No date. No image. No footage. No independent witness. Just a presidential testimonial, delivered to a state broadcaster whose relationship with the truth has always been, at best, complicated.
Mojtaba Khamenei has not been seen in public since his nomination as Supreme Leader was announced on 9 March, itself a rushed, opaque process following the death of his father Ali Khamenei, killed alongside dozens of senior officials in the joint US-Israeli strikes of 28 February.
On that first day of war, Mojtaba was reportedly gravely wounded. Some sources go further, suggesting he may not have survived at all.
Since his designation, the new Supreme Leader has communicated exclusively through written statements.
His portrait is plastered across Iranian streets. His voice has never been heard. His face has not been shown. For a man who is supposedly running one of the most consequential states in the Middle East, he maintains a remarkably spectral presence.
A republic built on strategic lying
What makes Pezeshkian's claim particularly unconvincing is its context. The Islamic Republic has a long, well-documented tradition of manufacturing reality when reality becomes inconvenient.
The regime spent years denying it had shot down a Ukrainian passenger jet, before satellite evidence made denial impossible. It fabricated military victories throughout the Iran-Iraq war. It doctored photographs of missile tests.

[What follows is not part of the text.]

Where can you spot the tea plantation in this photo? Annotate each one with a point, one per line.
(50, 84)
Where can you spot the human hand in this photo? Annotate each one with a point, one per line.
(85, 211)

It announced the death of dissidents as "suicides." It broadcast forced confessions. It told its people that protests were foreign-orchestrated conspiracies, while the world watched Iranians being shot in the streets.
Claiming that a gravely wounded - or deceased - Supreme Leader received the president for a meeting of visionary humility fits neatly into this tradition. It is the Islamic Republic doing what the Islamic Republic does: constructing a narrative, demanding belief, and punishing doubt.
The propaganda of the phantom leader
The strategy is transparent but not without purpose. An invisible Supreme Leader is a liability, it raises questions about succession, stability and legitimacy that the regime cannot afford to answer openly.
A Supreme Leader who "receives" the president, who issues statements, whose portrait fills the public space, that is a Supreme Leader who still governs, at least in the story the regime tells itself and its people.
Whether Mojtaba Khamenei is alive, incapacitated or dead, the Islamic Republic will say whatever serves the moment. It always has.